Life, at times, is a battle requiring endurance.

Then again, it is a privilege, and a joy of overwhelming proportions.

That is how I feel here today, sitting alone in this dreary flat, dreading my upcoming audit, bereft of company -- again, of my own doing.

So the boys stayed here last night. We had a plan to escape the crowds and noise and go to a movie later today. That sounded like a perfectly good way to escape the fireworks to me.

But their Mom had a different plan, so they are with her instead, out at a lovely beach far north of here. Her plan is the healthier one, the better one. But I do worry about that sprained right ankle on our soccer player.

He still is limping when he walks, and I wonder whether a day at the beach will help him be practice and game ready by this weekend.

That's one of my problems -- I worry too much. Especially about the future.

After all, I have no control over how fast his ankle heals. I've iced it and warmed it, and made him elevate it and given him Ibuprofen. I've told him what a lovely new friend told me, which is he should practice using his ankle in warm water to "write out" the ABC's -- an exercise that ensures every last ligament and muscle gets a workout.

But that ankle will get better when it's ready to get better.

As for my audit, I can't control whether I'll get a total idiot or a reasonable person showing up at my door next Monday morning. This is a "field audit," so the IRS is invading my personal space, even though I've never taken a home office deduction (mainly because my accountant said that often triggers an audit.)

I don't want to be audited. It scares me. Not because I cheated on my taxes; I didn't. But I can't disprove a negative. I've managed to pull together most of the records proving my innocence, but others were lost in those laundry room floods, the first of which happened when I was on a business trip to Tucson the very year they are auditing me for -- 2009.

That trip was when I saw my first Roadrunner. These are amazing creatures. They race along upright as if they are New York City businessmen with briefcases late for a meeting.

Most of us always seem to be racing somewhere or another. We rarely stop to reflect on what, if anything, our lives mean collectively.

I've been trying to get my mind around all of the new "collaborative consumption" startups I write about for 7x7.com.

A decade ago I was the founding editor of 7x7 Magazine. That was a different era, there was no Facebook yet, and no iPhone.

Facebook has changed things in a bad way, I fear, but iPhones may ultimately be changing things in a better way.

Having "virtual" friends is nice, I suppose.
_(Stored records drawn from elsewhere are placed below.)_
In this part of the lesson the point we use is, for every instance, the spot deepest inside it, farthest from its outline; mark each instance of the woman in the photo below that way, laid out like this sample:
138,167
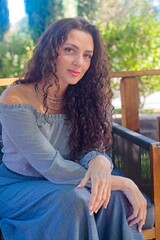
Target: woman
55,180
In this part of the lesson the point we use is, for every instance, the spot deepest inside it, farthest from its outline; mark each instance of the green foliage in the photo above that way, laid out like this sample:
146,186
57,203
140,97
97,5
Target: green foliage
133,44
87,9
16,50
4,18
41,15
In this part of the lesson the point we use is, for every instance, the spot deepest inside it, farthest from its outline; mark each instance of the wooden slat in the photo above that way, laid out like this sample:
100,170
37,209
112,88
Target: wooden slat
134,73
7,81
149,234
130,103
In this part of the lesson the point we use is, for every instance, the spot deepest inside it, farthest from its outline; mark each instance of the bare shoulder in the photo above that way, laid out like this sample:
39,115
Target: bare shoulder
15,94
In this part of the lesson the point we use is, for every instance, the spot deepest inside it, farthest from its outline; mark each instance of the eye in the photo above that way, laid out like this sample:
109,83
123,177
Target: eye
88,56
69,50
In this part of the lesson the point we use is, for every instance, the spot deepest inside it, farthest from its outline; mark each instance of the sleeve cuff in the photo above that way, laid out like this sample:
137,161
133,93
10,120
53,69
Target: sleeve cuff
91,155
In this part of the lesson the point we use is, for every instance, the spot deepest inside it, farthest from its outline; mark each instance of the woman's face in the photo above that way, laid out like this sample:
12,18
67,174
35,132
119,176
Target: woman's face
74,57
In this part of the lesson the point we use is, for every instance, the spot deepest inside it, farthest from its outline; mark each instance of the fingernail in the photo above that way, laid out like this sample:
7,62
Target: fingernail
90,208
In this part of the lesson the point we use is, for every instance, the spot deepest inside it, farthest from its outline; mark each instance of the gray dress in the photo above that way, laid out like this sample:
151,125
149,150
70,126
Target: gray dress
38,195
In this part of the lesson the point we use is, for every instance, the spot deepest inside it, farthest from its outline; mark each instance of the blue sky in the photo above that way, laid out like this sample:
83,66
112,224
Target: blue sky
16,10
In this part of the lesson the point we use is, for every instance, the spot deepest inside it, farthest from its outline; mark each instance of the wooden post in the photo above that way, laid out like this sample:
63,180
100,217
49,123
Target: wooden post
130,103
155,154
158,129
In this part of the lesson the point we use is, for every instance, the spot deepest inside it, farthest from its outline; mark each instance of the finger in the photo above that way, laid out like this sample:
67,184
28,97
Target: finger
134,215
142,222
84,180
108,195
94,191
100,197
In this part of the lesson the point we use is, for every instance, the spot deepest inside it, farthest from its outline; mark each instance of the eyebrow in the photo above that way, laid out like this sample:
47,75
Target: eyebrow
77,47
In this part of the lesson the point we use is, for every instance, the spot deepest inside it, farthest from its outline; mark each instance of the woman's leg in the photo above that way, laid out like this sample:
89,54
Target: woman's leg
112,222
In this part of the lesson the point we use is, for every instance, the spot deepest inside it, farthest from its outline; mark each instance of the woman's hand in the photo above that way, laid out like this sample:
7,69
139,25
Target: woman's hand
99,172
138,203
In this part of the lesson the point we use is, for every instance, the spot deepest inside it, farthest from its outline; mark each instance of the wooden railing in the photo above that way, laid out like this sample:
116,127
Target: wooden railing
130,96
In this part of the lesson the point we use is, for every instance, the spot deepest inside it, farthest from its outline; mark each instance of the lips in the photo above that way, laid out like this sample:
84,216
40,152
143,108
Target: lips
73,72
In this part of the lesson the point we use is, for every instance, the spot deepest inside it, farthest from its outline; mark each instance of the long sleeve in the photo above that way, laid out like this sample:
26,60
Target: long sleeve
21,127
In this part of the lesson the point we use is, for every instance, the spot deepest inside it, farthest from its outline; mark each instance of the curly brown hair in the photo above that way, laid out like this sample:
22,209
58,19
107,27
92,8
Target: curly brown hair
87,105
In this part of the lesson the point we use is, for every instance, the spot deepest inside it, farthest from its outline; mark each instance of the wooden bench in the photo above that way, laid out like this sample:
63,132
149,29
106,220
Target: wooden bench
139,159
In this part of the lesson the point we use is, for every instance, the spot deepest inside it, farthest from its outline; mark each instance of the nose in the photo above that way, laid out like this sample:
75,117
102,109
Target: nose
78,60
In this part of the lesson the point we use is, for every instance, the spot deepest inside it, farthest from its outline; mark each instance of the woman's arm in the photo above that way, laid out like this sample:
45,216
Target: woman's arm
20,126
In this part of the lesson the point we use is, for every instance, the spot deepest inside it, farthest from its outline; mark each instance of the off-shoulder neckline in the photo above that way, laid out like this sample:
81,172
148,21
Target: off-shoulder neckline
32,108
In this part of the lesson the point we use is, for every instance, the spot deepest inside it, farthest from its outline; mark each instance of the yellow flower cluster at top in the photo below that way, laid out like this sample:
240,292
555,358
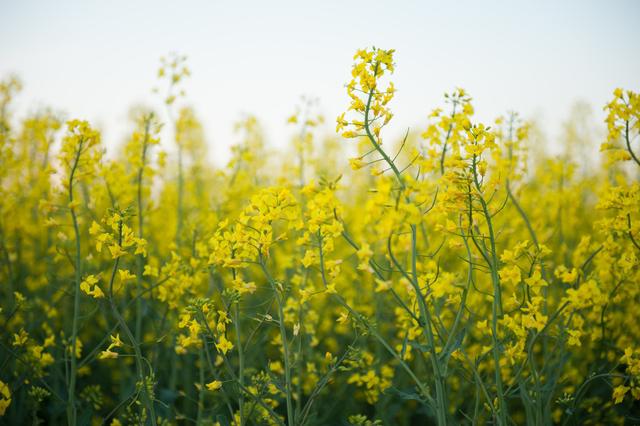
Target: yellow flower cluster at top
457,275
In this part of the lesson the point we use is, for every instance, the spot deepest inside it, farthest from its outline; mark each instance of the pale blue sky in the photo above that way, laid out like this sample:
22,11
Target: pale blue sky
93,59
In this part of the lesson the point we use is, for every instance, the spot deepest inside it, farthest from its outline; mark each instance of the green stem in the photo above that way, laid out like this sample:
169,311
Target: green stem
285,345
71,404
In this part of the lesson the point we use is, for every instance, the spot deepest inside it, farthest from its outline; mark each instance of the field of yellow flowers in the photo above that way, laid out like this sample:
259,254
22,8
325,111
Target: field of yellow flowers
460,276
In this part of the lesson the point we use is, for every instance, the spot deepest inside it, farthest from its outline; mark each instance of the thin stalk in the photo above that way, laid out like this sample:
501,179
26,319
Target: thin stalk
285,345
132,340
71,404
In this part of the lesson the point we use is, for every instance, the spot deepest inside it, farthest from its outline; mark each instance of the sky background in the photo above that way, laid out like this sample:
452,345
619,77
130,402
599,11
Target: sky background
95,59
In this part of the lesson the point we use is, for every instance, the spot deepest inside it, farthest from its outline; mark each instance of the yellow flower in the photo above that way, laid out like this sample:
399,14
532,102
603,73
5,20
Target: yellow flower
5,397
619,392
223,345
214,386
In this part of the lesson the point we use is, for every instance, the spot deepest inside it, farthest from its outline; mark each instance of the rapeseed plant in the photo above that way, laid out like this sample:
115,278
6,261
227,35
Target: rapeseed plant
457,276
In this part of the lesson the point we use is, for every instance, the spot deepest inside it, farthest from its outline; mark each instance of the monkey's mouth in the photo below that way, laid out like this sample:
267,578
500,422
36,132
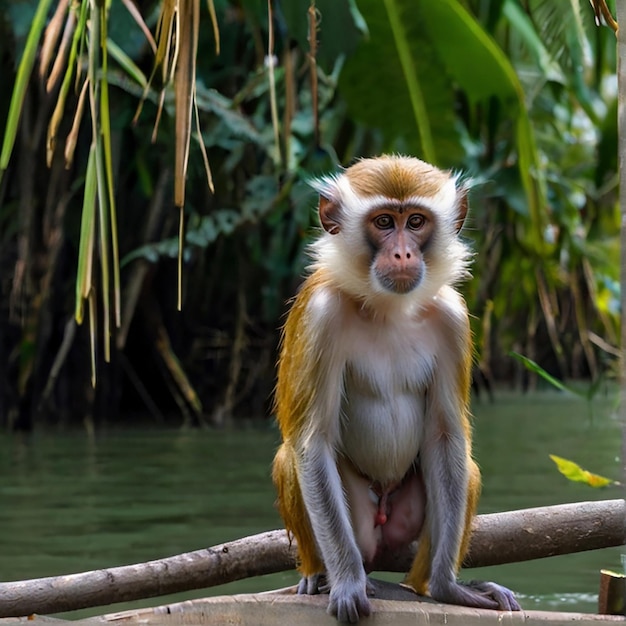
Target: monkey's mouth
398,283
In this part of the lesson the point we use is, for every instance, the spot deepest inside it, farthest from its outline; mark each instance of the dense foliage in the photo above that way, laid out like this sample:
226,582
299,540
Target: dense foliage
519,94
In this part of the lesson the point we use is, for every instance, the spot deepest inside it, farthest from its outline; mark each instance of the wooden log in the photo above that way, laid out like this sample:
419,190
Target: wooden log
498,538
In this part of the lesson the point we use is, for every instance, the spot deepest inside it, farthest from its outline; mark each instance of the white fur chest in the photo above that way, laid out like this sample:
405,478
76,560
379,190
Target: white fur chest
386,374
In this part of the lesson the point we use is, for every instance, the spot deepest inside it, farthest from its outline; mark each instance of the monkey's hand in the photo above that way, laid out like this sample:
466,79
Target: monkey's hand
348,600
312,585
482,595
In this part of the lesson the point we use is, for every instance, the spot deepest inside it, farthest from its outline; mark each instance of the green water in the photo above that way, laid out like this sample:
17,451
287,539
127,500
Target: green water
71,504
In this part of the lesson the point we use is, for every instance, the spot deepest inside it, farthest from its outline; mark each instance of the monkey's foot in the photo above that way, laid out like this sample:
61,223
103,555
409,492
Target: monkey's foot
482,595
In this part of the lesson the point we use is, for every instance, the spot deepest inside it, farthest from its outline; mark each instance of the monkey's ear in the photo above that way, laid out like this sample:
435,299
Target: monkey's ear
329,215
462,206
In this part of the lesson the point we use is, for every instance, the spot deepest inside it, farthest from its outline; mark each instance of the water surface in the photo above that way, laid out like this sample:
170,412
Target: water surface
69,503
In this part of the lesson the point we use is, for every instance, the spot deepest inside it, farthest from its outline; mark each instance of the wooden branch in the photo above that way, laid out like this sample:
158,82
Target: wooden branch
498,538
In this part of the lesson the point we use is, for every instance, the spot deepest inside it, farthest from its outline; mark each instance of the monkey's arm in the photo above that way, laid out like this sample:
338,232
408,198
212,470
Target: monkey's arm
309,391
325,502
445,458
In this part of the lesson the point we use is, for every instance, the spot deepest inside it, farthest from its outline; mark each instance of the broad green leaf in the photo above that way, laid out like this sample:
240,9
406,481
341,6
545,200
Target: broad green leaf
522,24
572,471
471,56
396,82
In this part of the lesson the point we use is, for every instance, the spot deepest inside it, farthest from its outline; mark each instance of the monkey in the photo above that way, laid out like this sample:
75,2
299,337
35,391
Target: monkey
372,392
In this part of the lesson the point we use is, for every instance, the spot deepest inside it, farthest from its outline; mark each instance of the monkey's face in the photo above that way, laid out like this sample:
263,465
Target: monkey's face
397,236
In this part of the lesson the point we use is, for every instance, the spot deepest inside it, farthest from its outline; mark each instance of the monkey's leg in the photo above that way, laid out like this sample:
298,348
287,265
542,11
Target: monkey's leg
479,594
502,595
291,508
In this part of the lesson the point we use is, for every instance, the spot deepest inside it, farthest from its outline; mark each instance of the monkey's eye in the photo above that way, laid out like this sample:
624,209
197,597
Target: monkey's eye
384,222
416,221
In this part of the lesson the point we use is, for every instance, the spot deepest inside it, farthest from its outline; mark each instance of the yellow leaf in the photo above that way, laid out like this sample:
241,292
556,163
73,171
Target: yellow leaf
572,471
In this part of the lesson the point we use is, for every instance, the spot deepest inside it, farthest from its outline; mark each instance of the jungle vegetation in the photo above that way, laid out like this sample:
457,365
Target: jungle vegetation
137,117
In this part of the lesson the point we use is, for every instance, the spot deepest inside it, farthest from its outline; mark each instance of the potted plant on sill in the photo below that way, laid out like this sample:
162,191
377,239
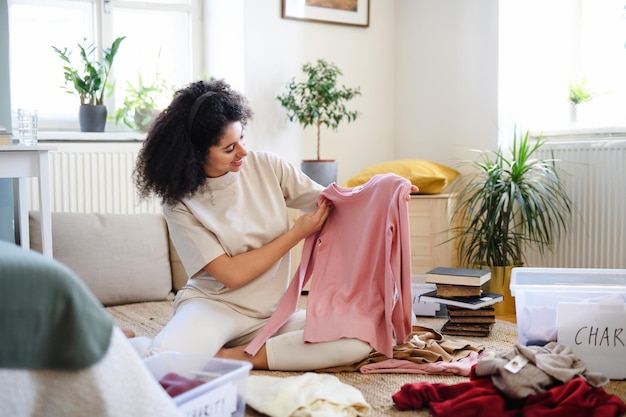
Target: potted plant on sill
87,79
318,101
511,201
143,102
579,93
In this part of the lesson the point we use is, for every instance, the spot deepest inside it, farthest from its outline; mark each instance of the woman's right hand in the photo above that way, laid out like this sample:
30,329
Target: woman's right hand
312,222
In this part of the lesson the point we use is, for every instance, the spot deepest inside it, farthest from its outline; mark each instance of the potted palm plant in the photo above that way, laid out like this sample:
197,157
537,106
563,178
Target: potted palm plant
579,93
143,102
510,201
87,79
319,101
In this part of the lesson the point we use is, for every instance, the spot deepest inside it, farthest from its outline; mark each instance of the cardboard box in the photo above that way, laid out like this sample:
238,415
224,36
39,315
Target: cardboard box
582,308
224,393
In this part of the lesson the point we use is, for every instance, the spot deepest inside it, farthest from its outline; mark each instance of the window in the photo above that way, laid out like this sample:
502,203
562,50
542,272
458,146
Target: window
546,45
162,36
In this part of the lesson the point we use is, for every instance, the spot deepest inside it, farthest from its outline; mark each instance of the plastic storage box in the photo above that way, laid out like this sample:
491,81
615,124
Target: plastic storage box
224,393
539,291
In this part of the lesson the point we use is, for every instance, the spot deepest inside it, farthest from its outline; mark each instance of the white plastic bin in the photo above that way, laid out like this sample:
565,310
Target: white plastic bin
538,292
224,393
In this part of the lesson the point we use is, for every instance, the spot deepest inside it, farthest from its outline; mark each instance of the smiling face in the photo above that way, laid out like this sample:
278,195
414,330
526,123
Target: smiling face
229,154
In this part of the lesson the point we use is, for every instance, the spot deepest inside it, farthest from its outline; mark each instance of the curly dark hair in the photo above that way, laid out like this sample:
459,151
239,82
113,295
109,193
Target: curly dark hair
170,163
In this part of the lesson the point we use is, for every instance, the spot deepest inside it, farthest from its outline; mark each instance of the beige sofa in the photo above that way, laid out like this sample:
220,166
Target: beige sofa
123,258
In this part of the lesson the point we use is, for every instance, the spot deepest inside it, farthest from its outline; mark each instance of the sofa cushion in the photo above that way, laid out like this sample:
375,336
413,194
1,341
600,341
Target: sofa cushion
430,177
179,275
123,258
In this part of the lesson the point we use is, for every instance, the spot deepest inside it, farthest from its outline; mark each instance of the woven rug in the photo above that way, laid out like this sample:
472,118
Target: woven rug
148,318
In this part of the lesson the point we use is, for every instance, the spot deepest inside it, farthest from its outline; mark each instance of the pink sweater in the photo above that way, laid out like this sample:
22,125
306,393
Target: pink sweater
360,263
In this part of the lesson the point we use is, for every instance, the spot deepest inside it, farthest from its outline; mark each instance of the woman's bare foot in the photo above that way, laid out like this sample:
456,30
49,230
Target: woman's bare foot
129,333
259,361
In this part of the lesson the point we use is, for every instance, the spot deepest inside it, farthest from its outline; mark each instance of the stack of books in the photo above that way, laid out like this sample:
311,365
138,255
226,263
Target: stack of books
470,309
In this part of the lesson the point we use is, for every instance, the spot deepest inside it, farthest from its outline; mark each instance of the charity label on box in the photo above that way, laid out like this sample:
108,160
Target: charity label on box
596,333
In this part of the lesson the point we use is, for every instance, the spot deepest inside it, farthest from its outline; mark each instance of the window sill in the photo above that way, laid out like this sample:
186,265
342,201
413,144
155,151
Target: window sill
614,132
73,136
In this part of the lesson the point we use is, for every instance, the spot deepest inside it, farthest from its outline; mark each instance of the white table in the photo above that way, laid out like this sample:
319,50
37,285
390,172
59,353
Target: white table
23,162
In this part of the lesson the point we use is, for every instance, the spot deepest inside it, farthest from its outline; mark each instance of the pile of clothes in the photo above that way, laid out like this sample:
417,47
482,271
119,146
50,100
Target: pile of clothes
537,381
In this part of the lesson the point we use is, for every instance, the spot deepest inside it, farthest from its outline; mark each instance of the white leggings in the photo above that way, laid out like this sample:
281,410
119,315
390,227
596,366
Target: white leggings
202,326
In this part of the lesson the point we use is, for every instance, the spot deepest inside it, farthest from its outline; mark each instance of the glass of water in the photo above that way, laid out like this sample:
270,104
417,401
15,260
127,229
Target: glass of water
27,126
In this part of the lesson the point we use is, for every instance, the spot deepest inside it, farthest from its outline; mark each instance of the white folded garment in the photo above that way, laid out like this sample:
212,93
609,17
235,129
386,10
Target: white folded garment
306,395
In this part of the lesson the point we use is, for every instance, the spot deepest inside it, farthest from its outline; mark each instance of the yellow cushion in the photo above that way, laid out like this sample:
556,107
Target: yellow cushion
430,177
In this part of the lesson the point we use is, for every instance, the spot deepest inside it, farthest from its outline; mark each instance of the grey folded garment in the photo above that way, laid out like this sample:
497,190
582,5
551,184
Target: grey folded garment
547,366
49,319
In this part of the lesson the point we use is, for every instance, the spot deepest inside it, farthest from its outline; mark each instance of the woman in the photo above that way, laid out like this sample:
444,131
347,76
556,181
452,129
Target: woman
226,210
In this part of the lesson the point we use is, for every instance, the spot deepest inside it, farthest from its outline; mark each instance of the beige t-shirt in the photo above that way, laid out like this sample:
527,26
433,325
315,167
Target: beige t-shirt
236,213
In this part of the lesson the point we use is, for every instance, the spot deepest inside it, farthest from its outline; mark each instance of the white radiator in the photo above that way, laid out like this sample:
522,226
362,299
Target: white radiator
98,181
595,178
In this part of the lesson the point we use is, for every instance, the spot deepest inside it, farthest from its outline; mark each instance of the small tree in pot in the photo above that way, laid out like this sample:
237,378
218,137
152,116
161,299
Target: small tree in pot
88,78
511,201
319,101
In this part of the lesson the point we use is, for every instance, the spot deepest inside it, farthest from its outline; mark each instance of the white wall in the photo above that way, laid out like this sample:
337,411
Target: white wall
446,78
427,71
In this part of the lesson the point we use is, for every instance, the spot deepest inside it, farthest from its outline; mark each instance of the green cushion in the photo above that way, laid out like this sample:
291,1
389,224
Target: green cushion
48,317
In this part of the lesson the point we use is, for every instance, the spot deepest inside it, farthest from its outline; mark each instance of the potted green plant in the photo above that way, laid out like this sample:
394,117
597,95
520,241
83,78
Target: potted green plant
143,102
511,201
87,79
319,101
579,93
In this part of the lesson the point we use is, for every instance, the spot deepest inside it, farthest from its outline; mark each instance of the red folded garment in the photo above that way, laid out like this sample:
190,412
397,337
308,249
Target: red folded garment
175,384
574,398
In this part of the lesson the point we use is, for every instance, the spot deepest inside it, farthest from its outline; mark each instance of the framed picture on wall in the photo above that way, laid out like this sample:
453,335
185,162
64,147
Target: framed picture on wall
342,12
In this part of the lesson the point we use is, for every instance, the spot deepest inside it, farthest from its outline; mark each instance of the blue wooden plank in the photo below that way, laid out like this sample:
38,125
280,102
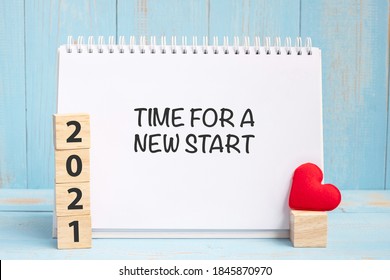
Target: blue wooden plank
48,23
359,229
254,18
162,18
353,37
13,171
26,200
20,200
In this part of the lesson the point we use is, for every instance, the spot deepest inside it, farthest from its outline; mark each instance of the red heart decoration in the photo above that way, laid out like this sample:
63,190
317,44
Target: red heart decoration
307,192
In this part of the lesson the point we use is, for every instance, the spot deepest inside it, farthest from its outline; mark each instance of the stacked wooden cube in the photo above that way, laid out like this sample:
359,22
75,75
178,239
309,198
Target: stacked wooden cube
72,176
309,229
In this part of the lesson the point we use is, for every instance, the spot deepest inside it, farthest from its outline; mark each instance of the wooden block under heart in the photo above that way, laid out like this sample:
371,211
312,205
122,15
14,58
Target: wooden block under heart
71,131
74,232
309,228
72,166
73,199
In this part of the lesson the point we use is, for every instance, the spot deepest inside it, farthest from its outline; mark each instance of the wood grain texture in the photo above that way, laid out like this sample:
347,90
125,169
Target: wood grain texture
308,229
76,193
360,231
72,166
353,37
48,23
163,18
13,170
253,18
68,237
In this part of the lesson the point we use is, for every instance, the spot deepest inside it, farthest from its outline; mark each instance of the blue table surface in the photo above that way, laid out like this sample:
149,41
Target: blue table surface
358,229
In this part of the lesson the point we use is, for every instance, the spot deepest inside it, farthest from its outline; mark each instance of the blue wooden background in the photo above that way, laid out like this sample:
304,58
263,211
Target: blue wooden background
353,36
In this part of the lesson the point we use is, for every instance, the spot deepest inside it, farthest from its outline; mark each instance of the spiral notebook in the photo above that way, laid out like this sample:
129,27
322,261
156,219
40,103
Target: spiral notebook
194,140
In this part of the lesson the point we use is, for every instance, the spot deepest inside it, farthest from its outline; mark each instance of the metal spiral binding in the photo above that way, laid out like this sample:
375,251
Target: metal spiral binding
151,47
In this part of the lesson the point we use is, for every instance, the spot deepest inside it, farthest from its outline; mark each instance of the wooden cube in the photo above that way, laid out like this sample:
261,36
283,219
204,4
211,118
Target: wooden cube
74,232
72,199
308,228
71,131
72,166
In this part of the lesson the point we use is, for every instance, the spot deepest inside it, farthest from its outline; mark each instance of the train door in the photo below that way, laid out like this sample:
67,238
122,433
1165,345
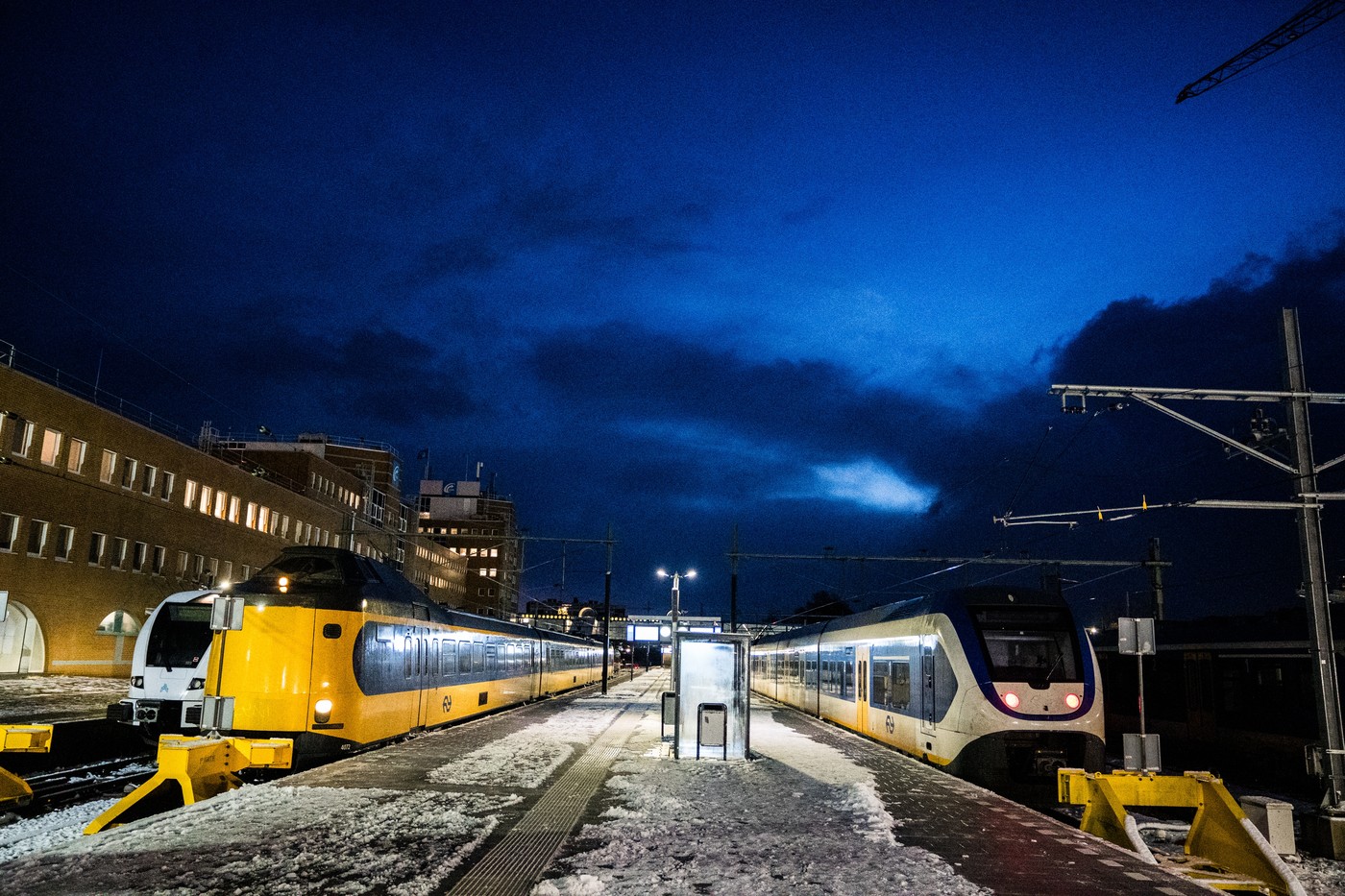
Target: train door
861,694
927,684
534,658
1200,694
419,650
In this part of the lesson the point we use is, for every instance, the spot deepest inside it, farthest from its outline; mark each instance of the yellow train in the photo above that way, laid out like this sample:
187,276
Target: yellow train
339,653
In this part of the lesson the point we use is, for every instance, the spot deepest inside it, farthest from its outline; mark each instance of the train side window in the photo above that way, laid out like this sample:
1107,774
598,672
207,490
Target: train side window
881,682
900,688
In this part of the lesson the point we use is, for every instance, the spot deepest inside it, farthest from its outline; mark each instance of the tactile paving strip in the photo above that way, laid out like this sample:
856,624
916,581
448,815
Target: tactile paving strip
518,860
988,838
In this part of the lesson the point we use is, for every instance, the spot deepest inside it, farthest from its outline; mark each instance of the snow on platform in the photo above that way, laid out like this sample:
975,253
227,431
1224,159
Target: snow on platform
816,811
57,698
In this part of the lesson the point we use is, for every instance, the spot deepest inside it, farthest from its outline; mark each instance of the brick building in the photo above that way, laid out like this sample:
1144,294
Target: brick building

My ex-girlfriend and I are Facebook "friends" but we never meet, never talk, and never share anything important. Having her there is little more than a reminder of what existed between us.

I've long since stopped clicking on her profile. She's as lost to me as a person who died.

Death is a difficult subject for all of us. Not only do we spend much of our time living in denial of the certainty of our inevitable end, the fear of dying ironically often causes us to take less risks while we are still alive.

Physically, I'm not much of a risk-taker. Although at the moments I've chosen to push myself, I've grown and developed in ways I previously could not have imagined.

Socially, taking risks has been even more challenging, though when I've done it, even better things have happened.

It goes on and on, this line of thinking. Everything is connected to everything else. That is why I am an environmentalist.

Or maybe I'm just crazy.

The plums droop lazily on our backyard tree. They are so richly sweet and tart, much like a sexy woman wanting to seduce a new man.

I stand out there, waiting expectantly. The breeze is steady, sometimes insistent. The winds seems to be saying to me that a treat will be yours, if only you are patient.

Why should I be patient at my age?

Because death has not yet been my fate, perhaps. I am alive. And as much as I may hate fireworks, my neighbors love them.

And so this Independence Day, for me, will be an endurance test. Listening to the bombs going off around me, set by people celebrating something or another.

I celebrate words and stories. That is all I have to say about the subject (for now), but oh boy, those plums sure are juicy!